# Saw my honey last night on Letterman



## chemistry_geek (Jul 4, 2002)

I was flippin' through the channels last night just before going to bed and I heard that my honey was announced as a guest on the The Late Show with David Letterman.  I was in Bliss.  Check out the picture...the hair, the lack of gawdy makeup, and the dress (to die for) all speaks of innocent elegence.  Do I sound like Niles Crane or what?  I'll admit she may be a little young for me (she's like 14 years younger than me), but she sure is going to be another Audry Hepburn.  Now if Hollywood still made movies like "Breakfast at Tiffany's".

You know, I just can't imagine late night television without Letterman.  He is the KING of late night television.  Remember Mujibur & Sirajul?  How about Rupert Jee?  It's a good thing he had that triple (or quadruple) bypass surgury.  I couldn't imagine Craig Killborn taking over that time slot.


----------



## xaqintosh (Jul 4, 2002)

I agree


----------



## scruffy (Jul 4, 2002)

She looks way to skinny.  The protruding ribs in the middle of the chest (not to mention the almost complete lack of breasts) just says "eating disorder" to me.  

Altogether unsexy to me, but then nobody's asking me.  Chacun à son gout.


----------



## themacko (Jul 4, 2002)

I'd throw it in her.  


And yeah, Letterman is the best thing on latenight (unless there's something good about chimps on the Discovery Channel).


----------



## chemistry_geek (Jul 5, 2002)

> _Originally posted by scruffy _
> *She looks way to skinny.  The protruding ribs in the middle of the chest (not to mention the almost complete lack of breasts) just says "eating disorder" to me.
> 
> Altogether unsexy to me, but then nobody's asking me.  Chacun à son gout. *



Way too Skinny?!!!  She's juuuuust right. Some women will never have breasts, it's in their genes and I don't condone breast implants.  Besides, I'm not a "breast man", I'm an "leg man". 
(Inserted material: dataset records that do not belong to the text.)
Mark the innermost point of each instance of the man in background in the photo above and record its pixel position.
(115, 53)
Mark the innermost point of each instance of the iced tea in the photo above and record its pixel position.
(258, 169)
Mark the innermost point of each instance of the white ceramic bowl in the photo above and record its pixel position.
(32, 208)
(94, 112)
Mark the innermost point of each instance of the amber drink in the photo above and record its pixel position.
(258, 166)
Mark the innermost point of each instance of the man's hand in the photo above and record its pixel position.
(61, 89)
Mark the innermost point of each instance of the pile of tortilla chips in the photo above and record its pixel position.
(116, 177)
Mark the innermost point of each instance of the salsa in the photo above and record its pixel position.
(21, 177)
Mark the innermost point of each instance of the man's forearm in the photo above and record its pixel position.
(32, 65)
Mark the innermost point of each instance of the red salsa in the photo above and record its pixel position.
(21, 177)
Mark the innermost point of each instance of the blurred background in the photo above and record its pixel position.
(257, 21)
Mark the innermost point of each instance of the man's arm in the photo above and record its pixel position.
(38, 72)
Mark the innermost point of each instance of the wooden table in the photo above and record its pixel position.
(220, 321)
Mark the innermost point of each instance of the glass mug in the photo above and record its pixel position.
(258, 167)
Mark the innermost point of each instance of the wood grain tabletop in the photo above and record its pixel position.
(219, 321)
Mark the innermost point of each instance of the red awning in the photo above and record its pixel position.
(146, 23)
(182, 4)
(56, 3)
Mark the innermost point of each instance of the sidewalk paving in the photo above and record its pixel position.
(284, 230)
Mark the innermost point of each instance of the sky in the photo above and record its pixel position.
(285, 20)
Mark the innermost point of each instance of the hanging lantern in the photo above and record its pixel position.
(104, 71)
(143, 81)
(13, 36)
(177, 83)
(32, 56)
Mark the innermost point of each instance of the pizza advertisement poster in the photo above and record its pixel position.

If you look at her face (cheeks) and arms near the shoulders, there seems to be a substantial amount of muscle tone.  She's not too thin.  The likely reason her ribs are visible between her breasts is that she doesn't have fat cell deposition there, which is good, she's probably not eating a lot of junk food.


----------



## scruffy (Jul 6, 2002)

Like I say, to each his own.  Marilyn Monroe had what I consider a very sexy body, and any actress built like her would probably be considered too fat these days.

And I agree, breast implants would just be comical if it weren't for their being implanted under the skin in an unnecessary and risky surgery.


----------



## Captain Code (Jul 6, 2002)

> _Originally posted by scruffy _
> *She looks way to skinny.  The protruding ribs in the middle of the chest (not to mention the almost complete lack of breasts) just says "eating disorder" to me.  *



I don't know, I've seen the paparazi pics to prove you wrong.

She is so HOT


----------



## Trip (Jul 6, 2002)

You guys have it all wrong...

...she's all mine! 

No really, I've liked her for the longest time, I have a HUGE (328 MB) folder with pictures of her (modest mind you). Now I can add the four posted here, oh joy! 





LOL


----------



## Paragon (Jul 6, 2002)

Why don't you share one of the best then and let us all enjoy her...


----------



## Trip (Jul 6, 2002)

Will do...expect a new thread to start up.


----------



## Paragon (Jul 6, 2002)

it will be an instant classic...trust me.


----------



## chemistry_geek (Jul 6, 2002)

> _Originally posted by Trip _
> *You guys have it all wrong...
> 
> ...she's all mine!
> ...



Can I FTP those pics from you?  Really!


----------



## Captain Code (Jul 6, 2002)

> _Originally posted by chemistry_geek _
> *
> 
> Can I FTP those pics from you?  Really! *



Yes, me too if you are going to set that up.


----------



## adambyte (Jul 7, 2002)

These days more and more people find beauty in skinny people. *shrugs* but I'm with Scruffy. I'd rather have a woman with curves. And, yeah, she probably would be deemed "too fat" by today's standards. Kind of annoying.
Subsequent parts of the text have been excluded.